The ‘Living with the consequences of slavery’ Cluster will therefore look at these problematics from opposite directions: on the one hand, from the perspective of those who have experienced exploitation and its relation with victimisation processes in contemporary forms of slavery; and, on the other, from the perspective of those who have been disadvantaged as a result of humanitarian anti-slavery measures. This, we believe, offers an exceptional opportunity to gain a more comprehensive picture of the complexity of practices and processes that drive exploitation experiences as well as an in-depth understanding of the impact of these experiences in the long term.

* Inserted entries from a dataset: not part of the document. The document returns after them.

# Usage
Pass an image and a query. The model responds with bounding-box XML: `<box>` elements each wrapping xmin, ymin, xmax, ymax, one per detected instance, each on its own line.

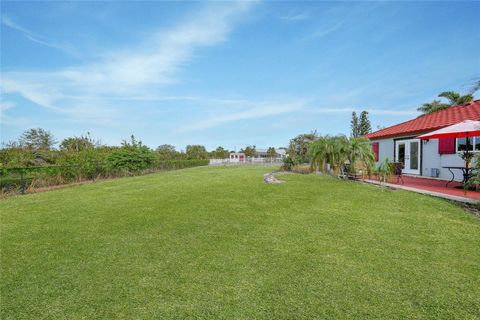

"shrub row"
<box><xmin>0</xmin><ymin>159</ymin><xmax>208</xmax><ymax>194</ymax></box>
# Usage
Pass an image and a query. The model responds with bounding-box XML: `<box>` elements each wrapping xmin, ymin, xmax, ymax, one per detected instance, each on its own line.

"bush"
<box><xmin>106</xmin><ymin>136</ymin><xmax>156</xmax><ymax>173</ymax></box>
<box><xmin>292</xmin><ymin>164</ymin><xmax>312</xmax><ymax>174</ymax></box>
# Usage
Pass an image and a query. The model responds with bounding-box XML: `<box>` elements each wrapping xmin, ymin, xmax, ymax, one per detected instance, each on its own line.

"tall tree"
<box><xmin>287</xmin><ymin>131</ymin><xmax>318</xmax><ymax>163</ymax></box>
<box><xmin>185</xmin><ymin>145</ymin><xmax>208</xmax><ymax>160</ymax></box>
<box><xmin>350</xmin><ymin>111</ymin><xmax>360</xmax><ymax>138</ymax></box>
<box><xmin>417</xmin><ymin>90</ymin><xmax>479</xmax><ymax>114</ymax></box>
<box><xmin>417</xmin><ymin>100</ymin><xmax>450</xmax><ymax>114</ymax></box>
<box><xmin>438</xmin><ymin>91</ymin><xmax>473</xmax><ymax>106</ymax></box>
<box><xmin>243</xmin><ymin>146</ymin><xmax>257</xmax><ymax>157</ymax></box>
<box><xmin>19</xmin><ymin>128</ymin><xmax>57</xmax><ymax>150</ymax></box>
<box><xmin>155</xmin><ymin>144</ymin><xmax>178</xmax><ymax>160</ymax></box>
<box><xmin>60</xmin><ymin>132</ymin><xmax>98</xmax><ymax>152</ymax></box>
<box><xmin>359</xmin><ymin>111</ymin><xmax>372</xmax><ymax>136</ymax></box>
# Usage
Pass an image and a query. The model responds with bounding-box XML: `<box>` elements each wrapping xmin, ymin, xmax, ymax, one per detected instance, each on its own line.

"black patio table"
<box><xmin>442</xmin><ymin>167</ymin><xmax>473</xmax><ymax>188</ymax></box>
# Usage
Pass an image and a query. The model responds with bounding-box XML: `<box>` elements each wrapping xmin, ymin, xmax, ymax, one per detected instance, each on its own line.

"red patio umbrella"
<box><xmin>417</xmin><ymin>120</ymin><xmax>480</xmax><ymax>186</ymax></box>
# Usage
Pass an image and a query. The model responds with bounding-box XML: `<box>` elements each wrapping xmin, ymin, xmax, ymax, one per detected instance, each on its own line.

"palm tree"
<box><xmin>308</xmin><ymin>136</ymin><xmax>330</xmax><ymax>172</ymax></box>
<box><xmin>348</xmin><ymin>138</ymin><xmax>375</xmax><ymax>172</ymax></box>
<box><xmin>438</xmin><ymin>91</ymin><xmax>473</xmax><ymax>106</ymax></box>
<box><xmin>309</xmin><ymin>136</ymin><xmax>349</xmax><ymax>174</ymax></box>
<box><xmin>417</xmin><ymin>100</ymin><xmax>450</xmax><ymax>114</ymax></box>
<box><xmin>417</xmin><ymin>91</ymin><xmax>474</xmax><ymax>114</ymax></box>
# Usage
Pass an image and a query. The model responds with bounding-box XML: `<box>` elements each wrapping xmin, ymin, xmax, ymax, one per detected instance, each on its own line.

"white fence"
<box><xmin>210</xmin><ymin>157</ymin><xmax>282</xmax><ymax>166</ymax></box>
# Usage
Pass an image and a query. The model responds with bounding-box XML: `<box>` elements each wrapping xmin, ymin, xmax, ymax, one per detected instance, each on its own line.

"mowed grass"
<box><xmin>0</xmin><ymin>166</ymin><xmax>480</xmax><ymax>319</ymax></box>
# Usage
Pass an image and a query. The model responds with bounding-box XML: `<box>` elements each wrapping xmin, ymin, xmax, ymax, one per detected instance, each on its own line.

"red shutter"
<box><xmin>372</xmin><ymin>142</ymin><xmax>378</xmax><ymax>161</ymax></box>
<box><xmin>438</xmin><ymin>138</ymin><xmax>455</xmax><ymax>154</ymax></box>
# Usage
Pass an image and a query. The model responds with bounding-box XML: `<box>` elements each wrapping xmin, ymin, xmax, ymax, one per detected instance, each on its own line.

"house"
<box><xmin>365</xmin><ymin>100</ymin><xmax>480</xmax><ymax>181</ymax></box>
<box><xmin>255</xmin><ymin>149</ymin><xmax>287</xmax><ymax>159</ymax></box>
<box><xmin>229</xmin><ymin>152</ymin><xmax>246</xmax><ymax>162</ymax></box>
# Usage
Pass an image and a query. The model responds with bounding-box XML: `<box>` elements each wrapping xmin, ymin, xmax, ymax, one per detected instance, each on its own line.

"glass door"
<box><xmin>395</xmin><ymin>139</ymin><xmax>420</xmax><ymax>174</ymax></box>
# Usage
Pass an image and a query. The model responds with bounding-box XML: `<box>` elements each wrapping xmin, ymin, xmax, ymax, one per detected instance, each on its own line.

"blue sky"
<box><xmin>0</xmin><ymin>1</ymin><xmax>480</xmax><ymax>149</ymax></box>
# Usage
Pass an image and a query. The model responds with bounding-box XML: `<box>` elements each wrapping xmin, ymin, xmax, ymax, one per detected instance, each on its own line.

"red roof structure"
<box><xmin>365</xmin><ymin>100</ymin><xmax>480</xmax><ymax>140</ymax></box>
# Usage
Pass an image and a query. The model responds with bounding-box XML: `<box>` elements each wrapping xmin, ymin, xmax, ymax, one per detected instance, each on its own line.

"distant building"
<box><xmin>229</xmin><ymin>152</ymin><xmax>245</xmax><ymax>162</ymax></box>
<box><xmin>255</xmin><ymin>149</ymin><xmax>287</xmax><ymax>159</ymax></box>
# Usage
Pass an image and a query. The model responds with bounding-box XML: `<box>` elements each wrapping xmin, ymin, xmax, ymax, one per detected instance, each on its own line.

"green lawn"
<box><xmin>0</xmin><ymin>166</ymin><xmax>480</xmax><ymax>319</ymax></box>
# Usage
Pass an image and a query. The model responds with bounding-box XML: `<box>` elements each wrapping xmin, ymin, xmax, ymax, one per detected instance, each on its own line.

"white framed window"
<box><xmin>456</xmin><ymin>137</ymin><xmax>480</xmax><ymax>152</ymax></box>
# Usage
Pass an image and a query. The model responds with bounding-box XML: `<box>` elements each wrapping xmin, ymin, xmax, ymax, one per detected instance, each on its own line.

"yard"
<box><xmin>0</xmin><ymin>166</ymin><xmax>480</xmax><ymax>319</ymax></box>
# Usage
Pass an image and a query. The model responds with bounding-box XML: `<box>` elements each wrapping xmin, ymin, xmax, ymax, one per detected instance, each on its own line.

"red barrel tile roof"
<box><xmin>365</xmin><ymin>100</ymin><xmax>480</xmax><ymax>140</ymax></box>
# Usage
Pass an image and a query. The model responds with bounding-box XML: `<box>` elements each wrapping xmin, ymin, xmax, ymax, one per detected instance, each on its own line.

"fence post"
<box><xmin>20</xmin><ymin>169</ymin><xmax>26</xmax><ymax>194</ymax></box>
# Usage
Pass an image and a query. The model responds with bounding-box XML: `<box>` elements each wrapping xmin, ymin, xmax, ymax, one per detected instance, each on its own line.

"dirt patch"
<box><xmin>263</xmin><ymin>172</ymin><xmax>285</xmax><ymax>184</ymax></box>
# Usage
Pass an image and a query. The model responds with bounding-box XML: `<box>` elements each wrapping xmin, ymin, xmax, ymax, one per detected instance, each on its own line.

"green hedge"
<box><xmin>0</xmin><ymin>160</ymin><xmax>209</xmax><ymax>193</ymax></box>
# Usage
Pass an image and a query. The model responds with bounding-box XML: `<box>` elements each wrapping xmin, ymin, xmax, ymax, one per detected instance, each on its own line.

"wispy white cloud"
<box><xmin>0</xmin><ymin>2</ymin><xmax>254</xmax><ymax>121</ymax></box>
<box><xmin>308</xmin><ymin>108</ymin><xmax>418</xmax><ymax>116</ymax></box>
<box><xmin>177</xmin><ymin>103</ymin><xmax>304</xmax><ymax>133</ymax></box>
<box><xmin>304</xmin><ymin>19</ymin><xmax>347</xmax><ymax>40</ymax></box>
<box><xmin>1</xmin><ymin>15</ymin><xmax>78</xmax><ymax>56</ymax></box>
<box><xmin>280</xmin><ymin>13</ymin><xmax>309</xmax><ymax>21</ymax></box>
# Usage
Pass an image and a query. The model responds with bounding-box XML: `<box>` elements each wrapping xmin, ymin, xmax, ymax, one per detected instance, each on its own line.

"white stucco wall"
<box><xmin>372</xmin><ymin>137</ymin><xmax>464</xmax><ymax>181</ymax></box>
<box><xmin>372</xmin><ymin>139</ymin><xmax>394</xmax><ymax>166</ymax></box>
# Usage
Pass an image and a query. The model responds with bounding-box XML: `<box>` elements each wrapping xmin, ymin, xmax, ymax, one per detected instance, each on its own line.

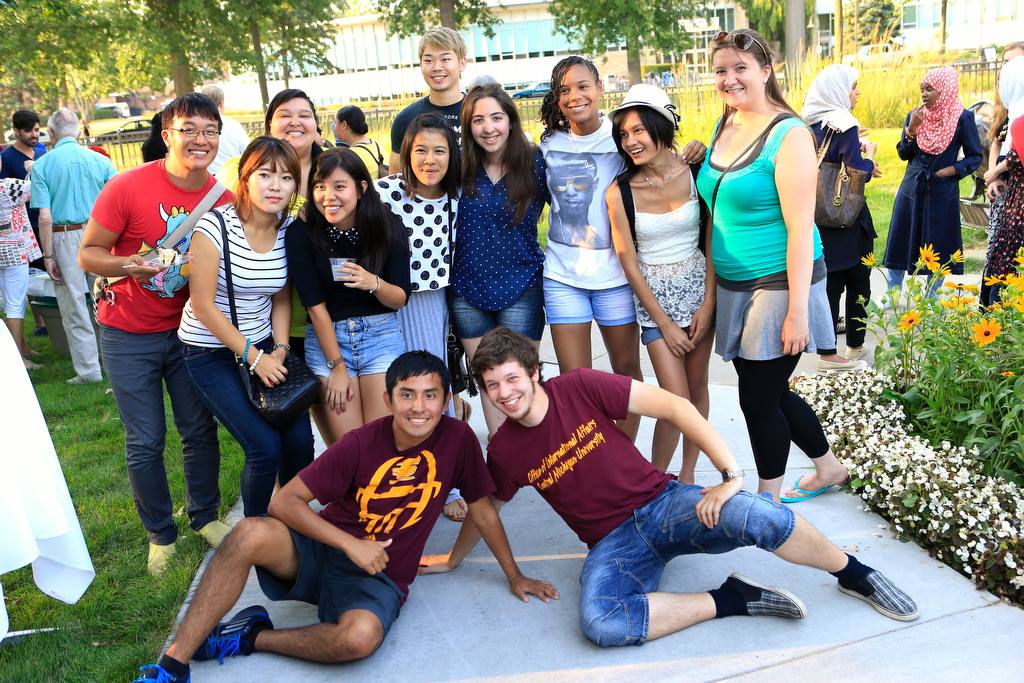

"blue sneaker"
<box><xmin>193</xmin><ymin>605</ymin><xmax>273</xmax><ymax>664</ymax></box>
<box><xmin>132</xmin><ymin>664</ymin><xmax>191</xmax><ymax>683</ymax></box>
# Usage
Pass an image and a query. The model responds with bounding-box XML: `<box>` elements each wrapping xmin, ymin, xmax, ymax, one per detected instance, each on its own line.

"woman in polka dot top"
<box><xmin>452</xmin><ymin>83</ymin><xmax>550</xmax><ymax>434</ymax></box>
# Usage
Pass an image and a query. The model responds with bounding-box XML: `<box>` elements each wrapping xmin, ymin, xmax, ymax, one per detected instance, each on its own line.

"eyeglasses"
<box><xmin>171</xmin><ymin>128</ymin><xmax>220</xmax><ymax>140</ymax></box>
<box><xmin>711</xmin><ymin>31</ymin><xmax>768</xmax><ymax>56</ymax></box>
<box><xmin>555</xmin><ymin>175</ymin><xmax>594</xmax><ymax>193</ymax></box>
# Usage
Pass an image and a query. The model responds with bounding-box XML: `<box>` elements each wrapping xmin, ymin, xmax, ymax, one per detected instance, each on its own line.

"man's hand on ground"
<box><xmin>509</xmin><ymin>574</ymin><xmax>558</xmax><ymax>602</ymax></box>
<box><xmin>342</xmin><ymin>539</ymin><xmax>391</xmax><ymax>574</ymax></box>
<box><xmin>419</xmin><ymin>555</ymin><xmax>458</xmax><ymax>574</ymax></box>
<box><xmin>696</xmin><ymin>477</ymin><xmax>743</xmax><ymax>528</ymax></box>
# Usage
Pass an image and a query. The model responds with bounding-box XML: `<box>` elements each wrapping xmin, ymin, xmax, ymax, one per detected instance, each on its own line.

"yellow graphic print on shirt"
<box><xmin>355</xmin><ymin>451</ymin><xmax>441</xmax><ymax>535</ymax></box>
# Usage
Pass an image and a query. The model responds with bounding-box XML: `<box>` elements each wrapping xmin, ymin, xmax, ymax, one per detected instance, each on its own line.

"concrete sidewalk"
<box><xmin>180</xmin><ymin>282</ymin><xmax>1024</xmax><ymax>683</ymax></box>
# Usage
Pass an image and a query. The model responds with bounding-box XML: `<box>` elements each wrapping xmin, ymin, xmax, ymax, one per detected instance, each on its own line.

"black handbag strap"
<box><xmin>708</xmin><ymin>114</ymin><xmax>793</xmax><ymax>224</ymax></box>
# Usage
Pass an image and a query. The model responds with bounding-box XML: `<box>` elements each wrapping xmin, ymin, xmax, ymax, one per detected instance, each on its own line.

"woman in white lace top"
<box><xmin>606</xmin><ymin>84</ymin><xmax>715</xmax><ymax>483</ymax></box>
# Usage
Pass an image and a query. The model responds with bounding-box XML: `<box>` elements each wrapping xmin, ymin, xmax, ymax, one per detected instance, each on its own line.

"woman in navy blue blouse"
<box><xmin>884</xmin><ymin>67</ymin><xmax>981</xmax><ymax>296</ymax></box>
<box><xmin>801</xmin><ymin>65</ymin><xmax>882</xmax><ymax>370</ymax></box>
<box><xmin>452</xmin><ymin>83</ymin><xmax>550</xmax><ymax>434</ymax></box>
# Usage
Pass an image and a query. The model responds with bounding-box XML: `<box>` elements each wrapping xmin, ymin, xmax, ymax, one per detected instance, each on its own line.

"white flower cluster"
<box><xmin>793</xmin><ymin>370</ymin><xmax>1024</xmax><ymax>603</ymax></box>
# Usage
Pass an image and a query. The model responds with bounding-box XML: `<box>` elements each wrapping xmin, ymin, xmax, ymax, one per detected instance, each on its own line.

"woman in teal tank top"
<box><xmin>697</xmin><ymin>29</ymin><xmax>848</xmax><ymax>503</ymax></box>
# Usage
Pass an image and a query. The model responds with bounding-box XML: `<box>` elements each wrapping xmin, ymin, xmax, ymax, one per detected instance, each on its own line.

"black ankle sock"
<box><xmin>830</xmin><ymin>553</ymin><xmax>871</xmax><ymax>595</ymax></box>
<box><xmin>241</xmin><ymin>624</ymin><xmax>270</xmax><ymax>654</ymax></box>
<box><xmin>708</xmin><ymin>577</ymin><xmax>761</xmax><ymax>618</ymax></box>
<box><xmin>160</xmin><ymin>654</ymin><xmax>188</xmax><ymax>679</ymax></box>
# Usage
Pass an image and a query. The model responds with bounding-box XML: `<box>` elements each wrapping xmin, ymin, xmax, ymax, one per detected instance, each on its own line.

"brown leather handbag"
<box><xmin>814</xmin><ymin>128</ymin><xmax>867</xmax><ymax>228</ymax></box>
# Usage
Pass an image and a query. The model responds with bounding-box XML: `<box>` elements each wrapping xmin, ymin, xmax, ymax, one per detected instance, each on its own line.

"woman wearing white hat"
<box><xmin>606</xmin><ymin>84</ymin><xmax>715</xmax><ymax>483</ymax></box>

The theme of critical victimology, which marks a new direction for the Wilberforce Institute, is composed of two strands. Alongside our investment in the PhD scholarships we are introducing an MA programme in Contemporary Slavery Studies and Critical Victimology, due to start in February 2021.  The MA offers our new PhD students a platform and a community with whom to share their research. We are hoping they will inspire others to engage in this critical area of study.

We have high expectations for our new PhD students, and are looking forward to guiding and supporting them through their studies. They will be based at the Wilberforce Institute when they are not away on research, working with a team of supervisors across various disciplines, in Human Geography, Social Sciences, Criminology and Law.  We are excited by the prospect of seeing their research projects develop as they grow as scholars.

Oriel Chambers, High Street, Hull – the home of the Wilberforce Institute.